Vi -Ele- em cena. Aquele braço negro com cabelos brancos, aquela presença, no ciberterreiro contemporâneo (é verdadeiramente contemporâneo aquele que estabelece uma relação de dissociação e anacronismo com seu próprio tempo, adere e, ao mesmo tempo, se distancia deste), cruzamento semiótico discursivo, espaço de confluências e mediações, reforçando as relações entre performance, memória, identidades, cura e cuidado. Vi crianças (pela primeira vez tinha na segunda PRETA!), mulheres e homens e me vi celebrando o encontro, a convivência, o olhar e os gestos como possibilidades do próprio discurso policênico-performativo.
“Do que o outro necessita?” De terreiros, territórios, quintais. De plantar relações, cheiros, presenças, vizinhanças e plantas.
A segunda PRETA celebra a sua primeira temporada com a performance da memória, das identidades e do cuidado.

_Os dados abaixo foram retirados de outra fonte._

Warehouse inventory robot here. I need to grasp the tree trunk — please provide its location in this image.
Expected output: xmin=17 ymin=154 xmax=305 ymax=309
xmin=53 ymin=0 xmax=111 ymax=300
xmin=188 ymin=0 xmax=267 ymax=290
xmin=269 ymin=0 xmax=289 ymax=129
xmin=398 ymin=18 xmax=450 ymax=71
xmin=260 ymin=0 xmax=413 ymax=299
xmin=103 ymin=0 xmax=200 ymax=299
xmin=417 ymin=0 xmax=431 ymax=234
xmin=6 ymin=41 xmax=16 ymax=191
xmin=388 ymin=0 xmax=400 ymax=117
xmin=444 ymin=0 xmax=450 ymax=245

Uma oração orgânica. Toda nossa. Coletiva.
Soraya Martins é mestre em Teoria da Literatura pela FALE/UFMG. Graduada em Letras – Licenciatura Português e Italiano. Atriz cofundadora da Sofisticada Companhia de Teatro, formada no Teatro Universitário, cursou Semiologia do Teatro, com Marcos De Marinis, no DAMS – Dipartimento di Musica e Spettacolo da Università degli Studi di Bologna, Itália. Desde 2011, atua no cenário artístico mineiro como atriz e pesquisadora do teatro afro-brasileiro e tem em seu currículo trabalhos realizados junto a diversas companhias, entre elas Cia Candongas, Grupo do Beco e Caixa de Fósforos.